Benchmark
We're releasing Vending-Bench 2, a benchmark for measuring AI model performance on running a business over long time horizons. Models are tasked with running a simulated vending machine business over a year and scored on their bank account balance at the end.
Long-term coherence in agents is more important than ever. Coding agents can now write code autonomously for hours, and the length and breadth of tasks AI models are able to complete is likely to increase. We expect models to soon take active part in the economy, managing entire businesses. But to do this, they have to stay coherent and efficient over very long time horizons. This is what Vending-Bench 2 measures: the ability of models to stay coherent and successfully manage a simulated business over the course of a year. Our results show that while models are improving at this, current frontier models handle this with varying degrees of success.
Money balance over time
Average across 5 runs
Current leaderboard
Average across 5 runs
| Model | Money Balance | |
|---|---|---|
| 1 | Gemini 3 Pro | $5,478.16 |
| 2 | Claude Opus 4.5 | $4,967.06 |
| 3 | gpt-5.2 | $3,952.01 |
| 4 | Claude Sonnet 4.5 | $3,838.74 |
| 5 | GPT 5.1 | $1,473.43 |
| 6 | Grok 4.1 Fast New | $1,106.63 |
| 7 | Gemini 2.5 Pro | $573.64 |
| 8 | Minimax M2 | $160.60 |
Gemini 3 Pro is currently the best model on Vending-Bench 2. We attribute its performance to two main reasons: it uses a consistent number of tools throughout, with no signs of performance degradation as it progresses in the task, and it’s excellent at finding suppliers with good prices. Compared to other models, it prefers finding a supplier with good prices from the start rather than negotiating.

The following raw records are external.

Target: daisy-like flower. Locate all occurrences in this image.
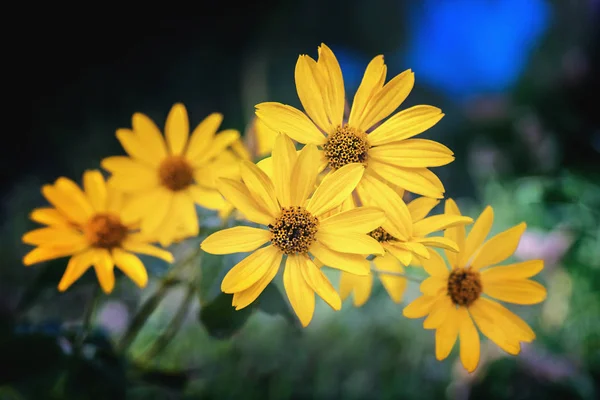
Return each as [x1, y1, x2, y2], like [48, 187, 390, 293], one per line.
[403, 200, 546, 372]
[340, 180, 473, 307]
[102, 104, 240, 246]
[201, 134, 385, 326]
[256, 44, 454, 198]
[23, 171, 173, 293]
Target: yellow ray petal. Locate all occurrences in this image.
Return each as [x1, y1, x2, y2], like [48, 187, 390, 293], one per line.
[474, 222, 527, 269]
[310, 242, 369, 275]
[369, 105, 444, 146]
[201, 226, 271, 254]
[221, 246, 283, 293]
[165, 103, 190, 155]
[256, 103, 326, 145]
[283, 256, 315, 327]
[298, 257, 342, 311]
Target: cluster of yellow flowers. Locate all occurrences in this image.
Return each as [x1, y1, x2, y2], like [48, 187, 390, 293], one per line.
[23, 44, 546, 371]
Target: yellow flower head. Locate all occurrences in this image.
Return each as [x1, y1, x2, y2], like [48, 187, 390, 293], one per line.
[403, 200, 546, 372]
[23, 171, 173, 293]
[340, 184, 473, 307]
[102, 104, 240, 246]
[256, 44, 454, 198]
[201, 135, 385, 326]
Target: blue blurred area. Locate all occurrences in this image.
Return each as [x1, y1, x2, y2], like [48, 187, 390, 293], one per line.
[406, 0, 550, 99]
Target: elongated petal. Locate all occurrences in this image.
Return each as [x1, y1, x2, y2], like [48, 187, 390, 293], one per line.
[319, 207, 386, 233]
[201, 226, 271, 254]
[369, 105, 444, 146]
[165, 103, 190, 155]
[283, 255, 315, 327]
[256, 103, 326, 145]
[310, 242, 369, 276]
[221, 246, 283, 293]
[472, 222, 527, 269]
[306, 164, 365, 217]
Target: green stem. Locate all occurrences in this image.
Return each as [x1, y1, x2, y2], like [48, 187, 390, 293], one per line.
[371, 268, 423, 283]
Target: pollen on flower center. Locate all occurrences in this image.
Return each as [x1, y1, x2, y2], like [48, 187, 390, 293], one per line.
[158, 156, 194, 192]
[369, 227, 397, 243]
[269, 206, 319, 254]
[448, 268, 483, 307]
[323, 125, 370, 170]
[83, 214, 128, 249]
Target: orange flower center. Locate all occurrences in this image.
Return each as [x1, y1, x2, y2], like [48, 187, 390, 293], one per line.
[269, 206, 319, 254]
[83, 214, 128, 249]
[448, 267, 483, 307]
[158, 156, 194, 192]
[323, 125, 370, 170]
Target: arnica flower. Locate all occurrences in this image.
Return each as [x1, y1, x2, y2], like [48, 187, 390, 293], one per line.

Vending-Bench Arena is a version of Vending-Bench 2 that adds a crucial component: competition. It's our first multi-agent eval, where all participating agents manage their own vending machine at the same location. This leads to price wars and tough strategy decisions. Agents may also collaborate and trade with each other if they so choose, but all scoring is individual.
Improvements from our original Vending-Bench
Vending-Bench 2 keeps the core idea from Vending-Bench of managing a business in a lifelike setting, but introduces more real-world messiness inspired by learnings from our vending machine deployments:
- Suppliers may be adversarial and actively try to exploit the agent, quoting unreasonable prices or even trying bait-and-switch tactics. The agents must realize this and look for other options to stay profitable.
- Negotiation is key to success. Even honest suppliers will try to get the most out of their customers.
- Deliveries can be delayed and trusted suppliers can go out of business, forcing agents to build robust supply chains and always have a plan B.
- Unhappy customers can reach out at any time demanding costly refunds.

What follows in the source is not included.